- Mohammed bin Salman, crown prince of Saudi Arabia addressed sportswashing allegations
- The prince said he does not care about sportswashing if it increases the GDP
- Amnesty International has condemned the prince’s bold interview
Saudi Arabia has been accused in the recent past by the media of engaging in ‘sportswashing’. This word was coined to highlight the fact that Saudi Arabia was generating interest in multiple sports in order to divert interest from human rights abuses that were taking place in the country.
Saudi Crown prince Mohammed bin Salman also known as MBS has finally taken the time to address the sportswashing allegations.

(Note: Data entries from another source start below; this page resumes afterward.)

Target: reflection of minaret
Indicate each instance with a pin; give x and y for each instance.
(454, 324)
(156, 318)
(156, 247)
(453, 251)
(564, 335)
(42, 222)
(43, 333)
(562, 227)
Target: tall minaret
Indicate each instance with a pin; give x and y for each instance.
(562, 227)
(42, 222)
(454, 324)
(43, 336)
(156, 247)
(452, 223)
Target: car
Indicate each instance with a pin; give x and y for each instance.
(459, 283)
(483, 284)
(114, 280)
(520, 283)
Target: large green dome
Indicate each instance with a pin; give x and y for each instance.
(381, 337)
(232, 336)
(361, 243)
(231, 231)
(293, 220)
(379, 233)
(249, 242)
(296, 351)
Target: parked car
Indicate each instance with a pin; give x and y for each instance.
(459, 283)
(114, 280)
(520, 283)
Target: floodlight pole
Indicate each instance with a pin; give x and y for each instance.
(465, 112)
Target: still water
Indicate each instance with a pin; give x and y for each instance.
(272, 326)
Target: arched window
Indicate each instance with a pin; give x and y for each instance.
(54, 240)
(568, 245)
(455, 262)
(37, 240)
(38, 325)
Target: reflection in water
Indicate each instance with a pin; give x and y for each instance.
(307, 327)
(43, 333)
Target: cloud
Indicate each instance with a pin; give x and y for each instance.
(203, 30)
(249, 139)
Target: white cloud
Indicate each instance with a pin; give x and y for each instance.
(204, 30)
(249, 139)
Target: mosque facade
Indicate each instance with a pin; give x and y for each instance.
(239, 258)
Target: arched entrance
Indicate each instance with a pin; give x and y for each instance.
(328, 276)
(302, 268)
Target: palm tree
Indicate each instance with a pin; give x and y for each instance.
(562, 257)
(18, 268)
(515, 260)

MBS Not Concerned About Allegations Only GDP
Saudi Arabia has garnered the attention of the sporting world by engaging in multiple sporting activities such as launching the rival LIV Golf league that initially competed with the PGA before a shocking merger.
Saudi Arabia also signed football superstar Lionel Messi to serve as a tourism ambassador for the country while Cristiano Ronaldo widely regarded as one of the best players in the world was signed by Al-Nassr F.C which is a part of the Saudi Pro League.
MBS did a rare interview in English with Fox News and addressed the sportswashing allegations without mincing any words.
In a statement, MBS said
If sport washing is going to increase my GDP by way of 1%, then I will continue doing sport washing. I don’t care, I’m aiming for another 1.5%. Call it whatever you want, we’re going to get that 1.5%.
MBS explained his stance further by saying
When you want to diversify an economy you have to work in all sectors: mining, infrastructure, manufacturing, transportation, logistics all this. Part of it is tourism and if you want to develop tourism part of it is culture, part of it is your sport sector, because you need to create a calendar.
Amnesty International Condemns MBS Remarks
Amnesty International which has been one of the organisations that has criticized Saudi Arabia for sportswashing did not like what the Crown prince said.
In a statement, Felix Jaken who is the head of priority campaigns for Amnesty International said
Not caring about the sportswashing label is one thing, but Mohammed bin Salman also doesn’t seem to care about the peaceful activists languishing behind bars in Saudi Arabia, the 196 people executed in the country last year, or the personal pain of the family of Jamal Khashoggi who are still desperately hoping to see justice done in his case.